Nella suggestiva cornice dell’Abbazia dell’Incompiuta a Venosa la talentuosa  Mariangela d’Abbraccio, attrice di numerosi successi del grande schermo (“Per amore solo per amore”, “Tutti gli uomini sono uguali”) ma da sempre dedita al teatro, ha dato vita ad “Elena” per la regia di Francesco Tavassi su testi di Ghiannis Ritsos. Nell’Incompiuta, tra le luci di scena la brillante luna estiva, dietro lunghi drappi bianchi ricordo degli antichi splendori, appare Elena adornata da un elegante peplo anch’esso bianco quasi combattuta se esporsi o meno a chi la guarda.

Viene dapprima presentata, con la sua stessa voce, da un giovane uomo, il suo ultimo amante, poi, decisa, apre la sua anima a chi la ascolta.
Elena, la moglie più bella del mondo,  scatenatrice della guerra più famosa del mondo, quella  tra Achei e Troiani è lì che si abbandona ad una digressione accorata e nostalgica dei suoi trascorsi. Ritsos la immagina calata in una senilità pluricentenaria dove i segni della sua antica bellezza sono dissolti e il corpo è in disfacimento: Elena raccoglie il viso tra le mani e avverte ogni ruga, verruca tali da “farle salire un’asperità in gola”, umiliata persino dalle ancelle che, trascurando la sua gloria di antica regina, la abbandonano ai suoi ricordi appoggiata sul davanzale della sua camera ove si addormenta “talvolta svegliata da una stella”.

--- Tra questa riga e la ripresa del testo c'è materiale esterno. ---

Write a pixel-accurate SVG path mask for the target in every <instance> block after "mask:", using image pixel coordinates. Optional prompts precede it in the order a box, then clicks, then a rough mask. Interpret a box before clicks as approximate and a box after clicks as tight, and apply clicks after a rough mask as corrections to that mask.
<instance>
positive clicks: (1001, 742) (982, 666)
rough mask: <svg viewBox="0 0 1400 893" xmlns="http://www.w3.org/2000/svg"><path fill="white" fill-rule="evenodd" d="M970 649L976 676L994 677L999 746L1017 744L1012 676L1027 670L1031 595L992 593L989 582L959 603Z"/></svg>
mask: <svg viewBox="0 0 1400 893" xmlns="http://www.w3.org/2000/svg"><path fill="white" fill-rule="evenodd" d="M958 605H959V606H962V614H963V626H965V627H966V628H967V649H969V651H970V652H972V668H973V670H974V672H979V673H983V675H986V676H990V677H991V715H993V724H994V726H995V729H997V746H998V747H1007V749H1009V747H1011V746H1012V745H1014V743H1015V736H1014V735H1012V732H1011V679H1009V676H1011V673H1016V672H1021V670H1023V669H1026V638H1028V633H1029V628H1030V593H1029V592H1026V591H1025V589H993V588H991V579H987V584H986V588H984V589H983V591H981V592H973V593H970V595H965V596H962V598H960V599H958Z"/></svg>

Elena vive la pièce in una stanza fatiscente in una casa altrettanto fatiscente disseminata di ricordi vivi ma consumati dal tempo: fontane senz’acqua, tende ingiallite, muri scalcinati e balconi arrugginiti.
Nella sua casa continuano a vivere i fantasmi del suo passato con le loro abitudini che fanno affiorare antiche passino e rivalità alle quali soltanto Elena sopravvive. I momenti di pathos che Mariangela D’abbraccio regala al pubblico assorto, che rivive la storia di Elena nel pittoresco sito archeologico di Venosa, sono enfatizzati dai ritmi in crescendo delle musiche di Giacomo Zumpano e accompagnati dalle immagini di un videoproiettore che proprio sui drappi della scenografia concentra i ricordi salienti della regina. “Dovremmo invecchiare molto per raggiungere la giustizia e l’imparzialità quando avremo da spartirci non altro che il silenzio” sentenzia Elena con i gomiti appoggiati sul davanzale dove scruta la luna, su quel davanzale dove ora cala il buio pesto e la stella non fa capolino per destarla dal sonno diventato eterno.

Al termine del monologo della bravissima attrice partenopea  è stato palpabile il riscontro degli spettatori presenti che hanno salutato la D’Abbraccio con convinti e calorosi applausi. Secondo appuntamento, curato dal Centro di drammaturgia il prossimo 3 agosto sempre a Venosa con “Erodiade” interpretato da Iaia Forte.